The investigation was initiated as a result of complaints made within days of the GDPR coming into effect in May 2018. The complaints were from the associations None Of Your Business (“NOYB”) and La Quadrature du Net (“LQDN”), mandated by 10,000 people to refer the matter to the CNIL.
The case concerns personalised ads on smart phone devices using the Android operating system with a Google account. The regulator found two types of breaches of the GDPR. First, a lack of transparency, and second a lack of valid consent regarding the targeted ads.
The requirement for transparency goes to the heart of the GDPR and applies to all processing.
CNIL looked at the information and process a user goes through when setting up the account. They found that the information provided by Google is not easily accessible. Essential information, such as the purposes of the processing, data storage periods and the categories of personal data used for the ads personalization, are disseminated across several documents. Specifically, information is not clear enough so that a user can understand that the legal basis of processing for the ads personalization is consent, and not the legitimate interest of Google.

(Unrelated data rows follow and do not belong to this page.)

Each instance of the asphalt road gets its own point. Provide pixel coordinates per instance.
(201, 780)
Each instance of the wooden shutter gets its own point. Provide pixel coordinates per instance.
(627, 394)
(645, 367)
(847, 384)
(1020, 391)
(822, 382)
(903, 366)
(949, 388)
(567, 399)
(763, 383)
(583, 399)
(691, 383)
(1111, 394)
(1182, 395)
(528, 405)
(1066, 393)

Meanwhile, the processing operations are “massive and intrusive” because of the number of services offered (e.g. Google search, You tube, Google home, Google maps, Playstore, Google pictures…), and the amount and the nature of the data processed and combined.
Lack of a legal basis
The GDPR also requires a legal basis for processing. “Consent” is one of the possible legal basis and the GDPR significantly raised the bar for obtaining a valid consent.
The CNIL decided that the user’s consent is not validly obtained for two reasons. First, the consent is not sufficiently informed – a lack of transparency is fatal to obtaining a valid consent.. Second, the collected consent is neither “specific” nor “unambiguous”. The user gives his or her consent for all processing operations together, whereas the GDPR requires that the consent is “specific” only if it is given distinctly for each purpose, i.e. a separate consent for each separate processing operation.
Google has said it will appeal the decision.
The case highlights the imperative of, as well as the difficulties in, obtaining a valid consent especially in the complex and mystifying world of targeted advertising where presentation of transparent intelligible information to a user in order to inform consent is challenging.